日本のレーベル、Zero Dimensional Recordsからの発売。

鬱ブラックにはSHININGやFORGOTTEN TOMBなどを始めとして、豪速や激遅などの極端なリズムに頼り切らない、ロック的なリズムを取り入れたバンドも少なくないですが、大雑把に言えばこのバンドもそんな中の一つですね。ロックのダイナミズムを取り入れたリズム構成、ハードロック的な意匠の取り入れられたアレンジが、妙に血の通った絶望感を演出する音。部分的に取り入れられた女性ヴォーカルによるクリーンも、楽曲に漂う不条理なムードを強調。

何気にこのアルバム、音質がかなりヘヴィなんですよね。特にブラックの生々しさを残しつつ、低音の効いたギターの音色がインパクトあります。鬱ブラらしい感情を込めつつも、ドスを効かせるべき箇所ではブルデスのヴォーカル並に野蛮な響きを帯びるデス声とも相俟って、威圧的な雰囲気。このヘヴィさと、ロック要素を取り入れたバンド特有の、揺らすようなリズムが合わさると、酩酊感すら覚えるんですよね。どす黒い音の、その真ん中にいるような臨場感を味合わせるような音。

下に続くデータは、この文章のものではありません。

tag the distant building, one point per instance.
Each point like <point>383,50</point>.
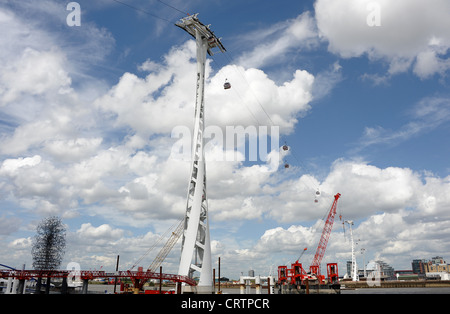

ロックのリズムを取り入れたが故の、メリハリのある楽曲構成、ヘヴィさも軽視しない音作り、女性ヴォーカルの導入など、ある意味「聴きやすさ」を覚える音かもしれませんが、鬱ブラックとしての陰鬱さをしっかり残しているのもまた良いんですよね。特に腐食を広げるような、鬱感情で塗り潰すようなトレモロのメロディは、鬱ブラックを好んで聴いているようなリスナーならば問答無用で心を動かされるはず。これがあるからこそ、作品全体がピリッとした緊張感を保っているんじゃないでしょうか。

宗教的な邪悪さというよりは、感情の生々しさを描写する事に重きを置いたような作品だと思いますので、その手が好きであればお勧め。ちなみにCDトレイを外したところのアートワークが結構キテるので注意です(笑)。